質問 : 外来時及び入院回診時における患者のプライバシー確保について

 小山市民病院についてお伺いいたします。市民病院についてよく話を聞かされることがあります。例えば婦人科の外来診察のときです。待合室がありますが、それが狭いために中待合室も使われております。外の待合室で長い時間待たされて、中待合室に入ります。そのときに診察を受けている患者さんと先生の会話が聞こえてくるそうです。先生と患者さんの会話が聞こえてくるということは、ほかの患者さんが何の病気かというのもわかりますし、自分の病気も他人に聞かれてしまっているということに嫌悪感を覚えるそうです。また、入院回診時においても同様のことが言えます。大部屋の場合、あの人は何の病気で入院している、そこまでよくわかるそうです。それでなくても今は情報を患者さん自身でも持っており、薬一つでも何の病気かわかるのが当たり前の時代になっております。薬の件はいずれにしましても、外来診察時の会話を他人に聞こえることのないような対策がとれれば、自分の病状が他人に知られる心配をすることがなく、安心して診察を受けることができますし、それによってプライバシーの確保ができれば、患者さんたちにとっても安心して市民病院にかかれるのではないでしょうか、お伺いいたします。


答弁(刈谷病院長)

 まず、外来の現状でありますが、昭和63年に整備いたしました院内で最も新しい建築物である南棟1階の整形外科、脳神経外科の外来は、待合室のスペースも広く、また診察室と中待合室の仕切りもパーティションとドアでしっかりと遮断されており、設備上問題はないものと考えます。それに対しまして整形外科及び脳神経外科を除くすべての診療科の外来がある昭和45年に整備した北棟1階にございます外来棟は古い設計で、待合室、中待合室のスペースも狭く、そのため一部でカーテンによる仕切りを余儀なくされるなどプライバシー確保の上で設備上の問題があり、それぞれの診療科で工夫をしながらしのいでいるというのが現状であります。この工夫にもかかわらず、議員ご指摘のとおり、診察室での話し声が中待合室で待っている者に聞こえてしまう等の投書もあり、今まで十分に対処し切れていない部分があったことは否めません。先ごろ内科の中待合室と診察室を仕切っているドアの下部のすき間の改修やアナウンス設備の改善等を進めてきたところであります。今後も施設の現状を再点検し、診察室の声が外部に漏れないよう、特に中待合室に聞こえないよう許容範囲の中でできる限りの改修を進めます。また、中待合室に案内する患者制限など、運用面での工夫も加え、外来患者のプライバシーの確保に最大限努めてまいりたいと考えております。
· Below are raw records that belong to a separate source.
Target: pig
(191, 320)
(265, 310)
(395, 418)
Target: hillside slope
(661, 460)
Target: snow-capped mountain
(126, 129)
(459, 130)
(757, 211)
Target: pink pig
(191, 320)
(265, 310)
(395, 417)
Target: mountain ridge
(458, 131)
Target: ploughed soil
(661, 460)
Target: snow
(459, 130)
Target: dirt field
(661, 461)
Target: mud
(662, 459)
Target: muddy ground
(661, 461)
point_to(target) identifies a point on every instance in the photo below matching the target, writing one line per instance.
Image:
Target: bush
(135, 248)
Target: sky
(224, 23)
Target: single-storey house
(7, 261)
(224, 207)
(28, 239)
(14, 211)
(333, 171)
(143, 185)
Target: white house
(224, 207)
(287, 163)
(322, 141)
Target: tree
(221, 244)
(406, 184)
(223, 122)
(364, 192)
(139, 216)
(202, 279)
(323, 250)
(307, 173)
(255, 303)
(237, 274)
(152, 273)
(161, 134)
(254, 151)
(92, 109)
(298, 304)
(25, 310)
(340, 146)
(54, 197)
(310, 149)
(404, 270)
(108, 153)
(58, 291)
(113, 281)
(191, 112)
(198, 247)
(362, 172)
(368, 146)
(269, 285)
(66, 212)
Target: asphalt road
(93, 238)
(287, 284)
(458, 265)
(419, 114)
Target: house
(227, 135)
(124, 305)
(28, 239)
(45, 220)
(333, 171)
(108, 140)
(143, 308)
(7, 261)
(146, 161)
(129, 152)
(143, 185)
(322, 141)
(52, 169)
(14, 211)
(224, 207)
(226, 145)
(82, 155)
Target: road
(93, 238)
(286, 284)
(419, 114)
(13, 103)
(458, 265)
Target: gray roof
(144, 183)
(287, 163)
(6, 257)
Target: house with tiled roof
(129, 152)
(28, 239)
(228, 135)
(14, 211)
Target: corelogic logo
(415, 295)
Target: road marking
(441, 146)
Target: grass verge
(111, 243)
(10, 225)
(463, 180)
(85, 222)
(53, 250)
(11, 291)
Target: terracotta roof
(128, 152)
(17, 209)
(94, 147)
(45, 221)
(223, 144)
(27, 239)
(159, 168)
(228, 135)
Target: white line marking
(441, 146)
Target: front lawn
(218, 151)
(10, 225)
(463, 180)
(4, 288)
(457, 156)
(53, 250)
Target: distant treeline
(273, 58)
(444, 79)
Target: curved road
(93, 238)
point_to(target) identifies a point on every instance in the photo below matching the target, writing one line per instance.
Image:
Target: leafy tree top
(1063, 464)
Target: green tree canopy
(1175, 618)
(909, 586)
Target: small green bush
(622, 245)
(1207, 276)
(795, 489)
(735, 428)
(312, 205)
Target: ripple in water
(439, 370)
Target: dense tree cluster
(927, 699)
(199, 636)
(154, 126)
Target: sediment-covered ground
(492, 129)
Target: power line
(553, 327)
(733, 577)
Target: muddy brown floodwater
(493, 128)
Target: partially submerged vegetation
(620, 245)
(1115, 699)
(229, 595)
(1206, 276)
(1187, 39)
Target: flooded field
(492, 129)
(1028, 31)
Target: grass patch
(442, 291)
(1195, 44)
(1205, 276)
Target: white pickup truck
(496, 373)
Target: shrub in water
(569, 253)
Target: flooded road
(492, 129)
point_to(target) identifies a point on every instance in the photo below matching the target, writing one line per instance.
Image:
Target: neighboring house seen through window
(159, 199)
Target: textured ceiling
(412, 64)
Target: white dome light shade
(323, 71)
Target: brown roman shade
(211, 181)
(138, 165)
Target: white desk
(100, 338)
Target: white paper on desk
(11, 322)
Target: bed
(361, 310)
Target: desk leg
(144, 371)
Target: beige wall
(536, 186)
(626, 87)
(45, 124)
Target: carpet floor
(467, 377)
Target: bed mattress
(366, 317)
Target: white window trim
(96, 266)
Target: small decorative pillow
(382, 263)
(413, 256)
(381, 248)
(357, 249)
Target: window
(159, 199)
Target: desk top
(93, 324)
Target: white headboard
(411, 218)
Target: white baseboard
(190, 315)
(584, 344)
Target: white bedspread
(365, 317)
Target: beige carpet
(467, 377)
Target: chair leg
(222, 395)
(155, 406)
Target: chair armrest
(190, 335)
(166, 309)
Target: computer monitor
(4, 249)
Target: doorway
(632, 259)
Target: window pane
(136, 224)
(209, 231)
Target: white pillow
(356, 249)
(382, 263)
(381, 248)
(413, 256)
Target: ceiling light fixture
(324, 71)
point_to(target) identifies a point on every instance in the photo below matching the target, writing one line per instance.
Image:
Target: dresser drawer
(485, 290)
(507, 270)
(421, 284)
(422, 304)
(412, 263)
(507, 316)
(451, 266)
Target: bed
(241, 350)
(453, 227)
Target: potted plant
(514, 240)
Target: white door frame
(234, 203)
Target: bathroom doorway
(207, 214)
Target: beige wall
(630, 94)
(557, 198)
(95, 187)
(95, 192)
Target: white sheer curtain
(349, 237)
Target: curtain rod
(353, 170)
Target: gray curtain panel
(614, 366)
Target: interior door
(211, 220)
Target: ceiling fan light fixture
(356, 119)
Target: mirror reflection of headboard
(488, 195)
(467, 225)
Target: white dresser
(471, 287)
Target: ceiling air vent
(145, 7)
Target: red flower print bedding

 次に、大部屋での回診時等における入院患者のプライバシー確保につきましては、医師、看護師など最大限配慮するよう周知するとともに、患者やその家族への診断、病状及び治療方針の説明など個人のプライバシーに高く関与することについてはカンファレンス室及び面談説明用の個室を利用するよう職員に徹底しております。また、この個室には全病棟共通の面談・説明室の表示を出し、使用中か否かがわかるようドアに表示するシステムに改めております。今後とも職員への意識徹底、設備の改修及び運用面の工夫により患者のプライバシーの確保に努めてまいりたいと考えておりますので、議員にはご理解とご指導を賜りますようお願い申し上げます。以上です。